With the rise of crossovers and SUVs, car makers’ model ranges have ballooned very quickly.
For every hatchback and saloon, there needed to be a high-riding equivalent. Not only that, but because the tall cars tend to have a slightly bigger footprint as well, gaps started appearing for more crossovers to be stuffed into.
Filling them has led to a bit of overlap here and there. The Hyundai Kona was launched in 2017 as Hyundai’s B-segment crossover – effectively a tall Hyundai i20. Available with petrol, diesel, hybrid and electric powertrains, it’s been quite the success for Hyundai.
And then in 2021 came the Hyundai Bayon, which is much the same thing on paper – it’s even the same length to the millimetre. There are differences – the Bayon is a little narrower, a bit cheaper and not quite as tall – but it’s no doubt a rather confusing pair to sit next to each other in the showroom.
Now it’s time for the Kona to escape the Bayon’s competition, because the second generation is getting bigger – a lot bigger.

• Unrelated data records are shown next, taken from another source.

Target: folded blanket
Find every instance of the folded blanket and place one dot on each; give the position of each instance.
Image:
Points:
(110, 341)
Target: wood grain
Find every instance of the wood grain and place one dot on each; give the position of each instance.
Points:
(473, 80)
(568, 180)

It’s 170mm longer, 15mm taller and 60mm wider, putting it neatly between the Bayon and the larger Tucson, and right in the firing line of competitors such as the Volkswagen T-Roc, Honda HR-V, the upcoming Mk2 Toyota CH-R and even slightly bigger cars like the Nissan Qashqai.
It gets an eye-catching new design but continues to offer a choice of petrol, hybrid and electric power. In a refreshing break from loaded-to-the-gunwales press cars, Hyundai sent us an entry-level Advance model with the 1.0-litre petrol engine and a manual gearbox. Might less be more?
The Range at a Glance
Transmissions: 6-spd manual*, 7-spd dual-clutch auto (optional on 120PS, 198PS), 6-spd dual-clutch auto (Hybrid), 1-spd reduction gear (Electric)

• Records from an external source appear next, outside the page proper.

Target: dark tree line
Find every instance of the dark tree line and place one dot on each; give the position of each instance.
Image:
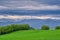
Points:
(15, 27)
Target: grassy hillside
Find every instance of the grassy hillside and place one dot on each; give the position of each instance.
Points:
(32, 35)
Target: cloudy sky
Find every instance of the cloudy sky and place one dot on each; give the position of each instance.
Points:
(30, 4)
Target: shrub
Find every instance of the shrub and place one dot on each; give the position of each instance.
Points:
(57, 27)
(13, 27)
(45, 27)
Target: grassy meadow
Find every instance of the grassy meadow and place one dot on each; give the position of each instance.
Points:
(32, 35)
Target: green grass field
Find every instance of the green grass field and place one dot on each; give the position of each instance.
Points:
(32, 35)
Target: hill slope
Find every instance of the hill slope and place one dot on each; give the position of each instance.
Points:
(32, 35)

Hyundai offers the Kona with a choice of turbo petrol, hybrid and electric powertrains. The petrols get a manual gearbox as standard, or a dual-clutch automatic as an option.
Four trim levels are offered. Advance is the already well-equipped base model. N Line brings slightly more equipment, as well as a sportier bodykit. N Line S and Ultimate add even more options. The sizeable price gap between the two petrol engines is because the 1.6 requires an upgrade to N Line S or Ultimate.